Mathematics is the subject that has been built up over millennia until it has actually become the vastest area of knowledge. Archaeology shows that foundational maths began for humans when primitive people counted on objects on which they carved tally marks. Primitive civilizations did arithmetic on objects on which they carved operations. Higher maths (philosophical/theoretical) began in ancient Greece when the rationalist idealist philosopher, scientist, mathematician Pythagoras started it and said 'all is number', 'number rules the universe', which Plato paraphrased. Higher/theoretical maths, with more and more applications, has developed ever since, especially in the secularist Age of Enlightenment through the Age of Reason and Modern Age, in which maths expanded to the subject of (theoretical) computer science and the Computer & Information Ages, which brought new ways of doing maths.
It is important mathematicians have a decent understanding of the history of maths, which is an area of specialization for some mathematicians and historians.
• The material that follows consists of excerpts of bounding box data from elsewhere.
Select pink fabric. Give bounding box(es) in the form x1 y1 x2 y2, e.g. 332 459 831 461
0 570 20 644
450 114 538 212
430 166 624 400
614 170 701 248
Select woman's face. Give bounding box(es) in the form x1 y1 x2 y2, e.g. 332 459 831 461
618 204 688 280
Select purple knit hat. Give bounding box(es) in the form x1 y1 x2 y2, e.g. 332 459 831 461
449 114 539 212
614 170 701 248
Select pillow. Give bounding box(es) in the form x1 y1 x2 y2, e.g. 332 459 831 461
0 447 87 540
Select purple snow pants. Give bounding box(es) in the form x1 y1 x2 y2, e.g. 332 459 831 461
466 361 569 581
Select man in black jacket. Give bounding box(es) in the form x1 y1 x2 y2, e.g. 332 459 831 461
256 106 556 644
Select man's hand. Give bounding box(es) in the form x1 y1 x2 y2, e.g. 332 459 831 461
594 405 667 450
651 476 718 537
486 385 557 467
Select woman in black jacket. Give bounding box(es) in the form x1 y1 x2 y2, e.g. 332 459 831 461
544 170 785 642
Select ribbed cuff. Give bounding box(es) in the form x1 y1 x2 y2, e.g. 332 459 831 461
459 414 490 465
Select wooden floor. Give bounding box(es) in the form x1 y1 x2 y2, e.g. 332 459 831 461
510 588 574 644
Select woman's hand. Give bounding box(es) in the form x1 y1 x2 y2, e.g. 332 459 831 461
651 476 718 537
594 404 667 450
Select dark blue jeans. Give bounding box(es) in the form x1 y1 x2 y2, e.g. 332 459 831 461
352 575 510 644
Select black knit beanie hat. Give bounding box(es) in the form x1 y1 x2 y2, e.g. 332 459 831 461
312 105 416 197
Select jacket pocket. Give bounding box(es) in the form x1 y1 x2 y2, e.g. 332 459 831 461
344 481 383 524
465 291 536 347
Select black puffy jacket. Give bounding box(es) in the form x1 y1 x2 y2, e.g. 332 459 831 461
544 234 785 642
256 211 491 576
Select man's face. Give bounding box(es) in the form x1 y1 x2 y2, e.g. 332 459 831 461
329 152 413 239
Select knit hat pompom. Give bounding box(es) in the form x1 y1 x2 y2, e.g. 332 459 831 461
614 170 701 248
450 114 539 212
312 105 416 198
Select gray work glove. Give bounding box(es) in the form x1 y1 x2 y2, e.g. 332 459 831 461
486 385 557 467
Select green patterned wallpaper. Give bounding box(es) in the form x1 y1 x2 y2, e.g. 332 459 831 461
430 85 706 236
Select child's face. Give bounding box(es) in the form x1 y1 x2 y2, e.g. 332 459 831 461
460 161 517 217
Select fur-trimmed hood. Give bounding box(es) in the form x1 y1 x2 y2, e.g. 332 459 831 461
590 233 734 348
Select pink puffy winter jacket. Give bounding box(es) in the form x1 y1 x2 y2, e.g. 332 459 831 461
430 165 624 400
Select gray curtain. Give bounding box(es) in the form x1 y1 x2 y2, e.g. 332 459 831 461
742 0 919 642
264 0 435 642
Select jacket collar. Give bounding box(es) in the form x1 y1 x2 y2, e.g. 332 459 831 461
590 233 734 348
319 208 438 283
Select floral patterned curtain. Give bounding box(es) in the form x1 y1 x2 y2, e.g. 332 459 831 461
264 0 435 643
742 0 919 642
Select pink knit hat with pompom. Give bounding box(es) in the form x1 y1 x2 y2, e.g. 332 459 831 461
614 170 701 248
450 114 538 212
*Mathematicists recognize dual aspects of maths can be defined (such as abstract & theoretical versus concrete & practical or 'existent') but prefer to call maths unified--including, in one system, both the basic defining/logical & conjectural/theoretical/law/proof statements of 'abstract' (pure/academic) maths and 'ontological' maths' 'concrete' existence as reality's objects & processes (so, despite the usability of such terms, this remains a monism, rather than a duality such as philosophy's 'abstract & concrete', and is most focused on maths as a whole. One may wonder what the cosmology is that must go along with that ontology... of course, positing maths as the substance & essence of reality goes with a purely mathematical cosmos idea).